Ce n’était pas le meilleur match de Benjamin Pavard, qui a été peu en vue. A la 23e minute, il s’est fait subtiliser la balle dans ses 30 mètres à la suite d’un mauvais contrôle, et a commis une faute à la limite de la surface. Le coup franc n’a heureusement rien donné.

A Madrid, Ferland Mendy a enchaîné un nouveau match comme titulaire avec le Real Madrid, vainqueur de l’Inter Milan 3-2. Devenu le premier choix de Zinédine Zidane au poste d’arrière gauche à la place du Brésilien Marcelo, Mendy a signé une copie plutôt propre mardi soir: très solide dans ses duels défensifs malgré l’engagement physique de l’Inter, il a également aidé les siens à porter le jeu dans le camp italien… même s’il a été moins présent offensivement pour laisser plus d’espace que d’habitude à l’ailier gauche devant lui, à savoir la star Eden Hazard.
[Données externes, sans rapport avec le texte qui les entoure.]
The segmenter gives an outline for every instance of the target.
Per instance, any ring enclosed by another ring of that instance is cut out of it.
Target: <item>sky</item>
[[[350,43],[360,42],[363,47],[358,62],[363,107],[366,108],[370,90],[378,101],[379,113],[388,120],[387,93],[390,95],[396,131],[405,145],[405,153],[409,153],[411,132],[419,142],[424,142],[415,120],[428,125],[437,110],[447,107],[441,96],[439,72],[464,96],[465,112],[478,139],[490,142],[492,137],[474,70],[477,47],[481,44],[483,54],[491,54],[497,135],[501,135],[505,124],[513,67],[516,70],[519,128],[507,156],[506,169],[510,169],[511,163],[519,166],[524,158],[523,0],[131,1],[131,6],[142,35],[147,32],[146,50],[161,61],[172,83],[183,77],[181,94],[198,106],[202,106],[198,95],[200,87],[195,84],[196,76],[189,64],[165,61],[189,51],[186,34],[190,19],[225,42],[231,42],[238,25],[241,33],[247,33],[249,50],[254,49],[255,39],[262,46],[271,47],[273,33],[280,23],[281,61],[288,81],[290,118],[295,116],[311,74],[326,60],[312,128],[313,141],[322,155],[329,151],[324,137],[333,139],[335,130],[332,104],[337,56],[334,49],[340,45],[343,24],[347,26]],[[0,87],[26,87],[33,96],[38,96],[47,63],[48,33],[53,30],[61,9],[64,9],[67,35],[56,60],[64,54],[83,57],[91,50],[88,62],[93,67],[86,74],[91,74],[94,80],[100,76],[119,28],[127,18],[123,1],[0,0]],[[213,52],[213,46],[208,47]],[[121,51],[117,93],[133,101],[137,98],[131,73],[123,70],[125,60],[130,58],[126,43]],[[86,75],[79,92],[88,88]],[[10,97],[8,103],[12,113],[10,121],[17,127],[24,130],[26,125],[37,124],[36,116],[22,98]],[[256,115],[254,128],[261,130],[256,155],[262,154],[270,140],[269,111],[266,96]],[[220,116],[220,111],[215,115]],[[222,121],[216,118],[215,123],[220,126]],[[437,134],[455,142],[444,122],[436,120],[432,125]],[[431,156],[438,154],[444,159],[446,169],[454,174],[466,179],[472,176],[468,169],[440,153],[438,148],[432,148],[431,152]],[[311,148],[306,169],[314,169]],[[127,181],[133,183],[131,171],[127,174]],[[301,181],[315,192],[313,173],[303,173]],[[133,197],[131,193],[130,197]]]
Plus à l’aise au côtés de Sergio Ramos que d’Eder Militao, Raphaël Varane a semblé bien en jambes et a bien coupé les rares offensives milanaises. Mais on peut toutefois lui reprocher un marquage laxiste sur Lautaro Martinez, sur l’inspiration géniale de Nicolo Barella qui a mené au but des Italiens. Il a également manqué quelques transmissions verticales et a plié sous l’impact physique des intéristes.

Dans le naufrage subi à Porto (3-0), Florian Thauvin a proposé des solutions sur le côté droit et entrepris des percées de soliste, comme celle qui lui a permis d’obtenir un penalty (8e), raté par Dimitri Payet (10e), six minutes après l’ouverture du score de Porto. Il a aussi réussi un bon centre pour Dario Benedetto (45e) mais l’Argentin n’est pas parvenu à s’imposer dans les airs. Remplacé à dix minutes de la fin du temps réglementaire.

Bleu nuit

Touché coulé à Porto, Steve Mandanda a vécu une soirée cauchemar avec Marseille, jugeant son équipe “limite ridicule” dans cette Ligue des champions. Il n’a pas pu éviter l’ouverture du score ultra rapide des “Dragons” (4e), mis en danger par la passivité de sa défense. Le but du 2-0 ne peut pas lui être reproché puisque sur le penalty parfaitement tiré par Sergio Oliveira (28e), il part du bon côté. Auteur de bonnes interventions (coup franc boxé à la 26e, frappe captée à la 45e+1), il s’incline une dernière fois sur un tir croisé de Luis Diaz (69e).